Director: John Musker, Ron Clements
Starring: Dwayne Johnson, Auli'i Cravalho
Studio: Walt Disney Pictures
Rated: PG (For peril, some scary images and brief thematic elements)
Disney may not make the most culturally authentic movies in the world but they do make the most spiritual ones. And when I say spiritual I do not mean they incorporate religious teachings and beliefs in their work. Most religious people have issues with their movies for this very reason. What they do do (and do well) is create wonderful imagery full of meaning and emotions. For watching “Moana” may not give you a great idea of what a real Polynesian tribe acts like, but you watch the film immersed in the feelings of the culture and beliefs the film brings to the table. When the title character sings of being called to great things in her life, with the ocean waves surrounding her and spirits of the dead guiding her along her path, you understand the meaning of the journey even if the specifics are difficult to pin down. This is a journey of the heart that happens to take place on the high ocean seas.

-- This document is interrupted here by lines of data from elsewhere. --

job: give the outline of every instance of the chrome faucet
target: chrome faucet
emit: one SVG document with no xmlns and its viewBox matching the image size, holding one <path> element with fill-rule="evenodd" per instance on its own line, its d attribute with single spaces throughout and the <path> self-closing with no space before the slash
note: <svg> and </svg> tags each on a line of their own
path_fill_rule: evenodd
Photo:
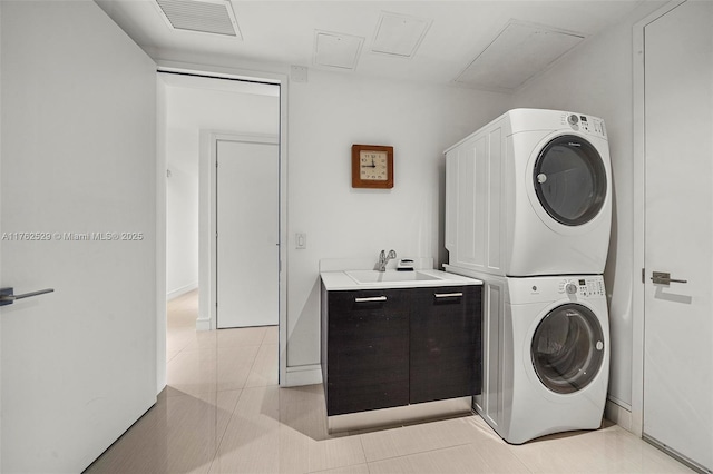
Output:
<svg viewBox="0 0 713 474">
<path fill-rule="evenodd" d="M 388 255 L 385 250 L 381 250 L 381 253 L 379 254 L 379 263 L 377 264 L 377 269 L 379 271 L 387 271 L 387 264 L 392 258 L 397 258 L 395 250 L 389 250 Z"/>
</svg>

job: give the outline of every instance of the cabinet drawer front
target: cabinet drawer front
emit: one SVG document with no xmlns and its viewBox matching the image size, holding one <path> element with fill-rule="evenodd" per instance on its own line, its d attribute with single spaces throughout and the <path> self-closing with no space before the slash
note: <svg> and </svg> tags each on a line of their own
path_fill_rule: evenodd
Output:
<svg viewBox="0 0 713 474">
<path fill-rule="evenodd" d="M 409 403 L 409 299 L 403 292 L 330 292 L 328 415 Z"/>
<path fill-rule="evenodd" d="M 481 288 L 422 289 L 410 318 L 410 401 L 476 395 L 481 386 Z"/>
</svg>

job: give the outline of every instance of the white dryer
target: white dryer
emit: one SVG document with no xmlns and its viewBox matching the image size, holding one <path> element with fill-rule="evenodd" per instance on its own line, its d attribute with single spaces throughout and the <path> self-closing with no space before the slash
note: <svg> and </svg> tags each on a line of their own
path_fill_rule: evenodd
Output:
<svg viewBox="0 0 713 474">
<path fill-rule="evenodd" d="M 484 379 L 473 397 L 484 419 L 512 444 L 598 428 L 609 377 L 602 276 L 460 273 L 484 280 Z"/>
<path fill-rule="evenodd" d="M 446 151 L 449 264 L 501 276 L 602 274 L 612 171 L 604 121 L 510 110 Z"/>
</svg>

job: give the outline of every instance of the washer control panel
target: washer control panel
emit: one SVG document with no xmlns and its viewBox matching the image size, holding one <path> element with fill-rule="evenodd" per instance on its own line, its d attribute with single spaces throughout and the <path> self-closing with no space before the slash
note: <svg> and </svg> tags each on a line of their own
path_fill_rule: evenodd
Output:
<svg viewBox="0 0 713 474">
<path fill-rule="evenodd" d="M 573 130 L 583 131 L 589 135 L 606 138 L 606 129 L 604 120 L 596 117 L 583 116 L 579 113 L 564 112 L 561 115 L 561 125 L 569 126 Z"/>
<path fill-rule="evenodd" d="M 572 278 L 559 282 L 559 293 L 583 297 L 604 296 L 605 288 L 602 278 Z"/>
</svg>

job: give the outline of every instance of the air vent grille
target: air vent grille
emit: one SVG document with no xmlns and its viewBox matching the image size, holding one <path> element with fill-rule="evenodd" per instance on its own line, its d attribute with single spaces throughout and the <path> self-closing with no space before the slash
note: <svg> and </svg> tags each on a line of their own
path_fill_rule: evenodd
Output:
<svg viewBox="0 0 713 474">
<path fill-rule="evenodd" d="M 229 1 L 156 0 L 164 18 L 176 30 L 241 38 Z"/>
</svg>

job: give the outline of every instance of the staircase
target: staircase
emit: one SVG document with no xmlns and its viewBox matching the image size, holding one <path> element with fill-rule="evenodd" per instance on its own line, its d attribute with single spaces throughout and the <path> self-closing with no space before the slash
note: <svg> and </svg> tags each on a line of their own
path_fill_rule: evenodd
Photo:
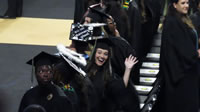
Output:
<svg viewBox="0 0 200 112">
<path fill-rule="evenodd" d="M 135 85 L 139 93 L 141 112 L 151 112 L 157 101 L 161 88 L 161 78 L 159 78 L 161 33 L 154 36 L 152 48 L 142 62 L 140 68 L 139 85 Z"/>
</svg>

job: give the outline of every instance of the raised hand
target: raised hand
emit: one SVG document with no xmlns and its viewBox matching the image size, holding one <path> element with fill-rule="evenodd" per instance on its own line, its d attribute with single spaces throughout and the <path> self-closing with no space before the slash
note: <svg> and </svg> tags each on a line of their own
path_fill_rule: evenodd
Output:
<svg viewBox="0 0 200 112">
<path fill-rule="evenodd" d="M 138 62 L 137 58 L 132 56 L 132 55 L 129 55 L 128 58 L 126 58 L 124 64 L 126 66 L 126 68 L 128 69 L 132 69 L 133 66 Z"/>
</svg>

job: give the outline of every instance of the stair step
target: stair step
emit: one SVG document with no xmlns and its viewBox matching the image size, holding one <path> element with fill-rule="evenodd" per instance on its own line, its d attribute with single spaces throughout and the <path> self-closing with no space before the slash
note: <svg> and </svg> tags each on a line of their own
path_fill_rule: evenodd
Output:
<svg viewBox="0 0 200 112">
<path fill-rule="evenodd" d="M 159 68 L 159 63 L 158 62 L 143 62 L 142 67 L 145 68 Z"/>
<path fill-rule="evenodd" d="M 140 77 L 140 84 L 142 85 L 152 85 L 157 78 L 154 77 Z"/>
<path fill-rule="evenodd" d="M 152 86 L 135 85 L 135 88 L 139 94 L 147 95 L 151 90 Z"/>
<path fill-rule="evenodd" d="M 155 77 L 158 74 L 158 69 L 140 69 L 140 75 L 141 76 L 153 76 Z"/>
<path fill-rule="evenodd" d="M 144 103 L 148 96 L 139 95 L 140 103 Z"/>
<path fill-rule="evenodd" d="M 160 53 L 160 47 L 152 47 L 149 53 Z"/>
</svg>

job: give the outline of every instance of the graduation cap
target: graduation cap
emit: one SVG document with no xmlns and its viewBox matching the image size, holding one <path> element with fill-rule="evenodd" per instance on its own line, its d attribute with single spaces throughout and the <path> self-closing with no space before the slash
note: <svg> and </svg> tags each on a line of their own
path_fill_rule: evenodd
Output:
<svg viewBox="0 0 200 112">
<path fill-rule="evenodd" d="M 33 77 L 34 77 L 34 73 L 35 73 L 35 68 L 42 66 L 42 65 L 53 65 L 53 64 L 57 63 L 59 60 L 60 60 L 59 57 L 42 51 L 38 55 L 36 55 L 32 59 L 30 59 L 28 62 L 26 62 L 26 64 L 32 65 L 32 74 L 31 74 L 32 86 L 31 86 L 31 88 L 33 88 L 33 82 L 34 82 Z"/>
<path fill-rule="evenodd" d="M 110 15 L 105 13 L 105 9 L 95 6 L 89 7 L 89 12 L 85 17 L 90 17 L 92 18 L 92 22 L 99 22 L 99 23 L 105 23 L 105 19 L 110 18 Z"/>
<path fill-rule="evenodd" d="M 102 30 L 102 27 L 105 25 L 105 23 L 72 24 L 70 40 L 87 42 L 96 38 L 104 38 L 105 32 Z"/>
<path fill-rule="evenodd" d="M 40 52 L 38 55 L 30 59 L 27 64 L 33 65 L 35 67 L 42 65 L 53 65 L 58 62 L 59 58 L 55 55 L 48 54 L 44 51 Z"/>
</svg>

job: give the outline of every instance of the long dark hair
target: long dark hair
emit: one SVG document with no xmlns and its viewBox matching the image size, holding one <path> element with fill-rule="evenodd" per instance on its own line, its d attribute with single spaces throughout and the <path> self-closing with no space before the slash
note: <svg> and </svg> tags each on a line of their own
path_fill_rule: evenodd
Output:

The ocean, it should be mentioned, also has a lot of personality. Not only does the camera swing and sway through storms and raging seas, but the water itself seems to help out Moana (Auli’I Cravalho) with not only her general direction in life, but guides her along her path and puts her back on the boat when she is thrown off it by her traveling companion Maui (Dwayne Johnson), a legendary shapeshifting demigod who does great works for humanity (so long as the praises keep coming in). The vast majority of the film is on the water, surrounded by spirits, while two very likable characters play off each other. In most films the two leads would probably be set up to be romantically involved. In a rare twist though, neither of the two show any romantic feelings towards each other nor is there any sexual tension to be found. They are friends. Their friendship is contagious. Their debates on whether to eat a practically brain dead chicken provides many of the films laughs in and of itself.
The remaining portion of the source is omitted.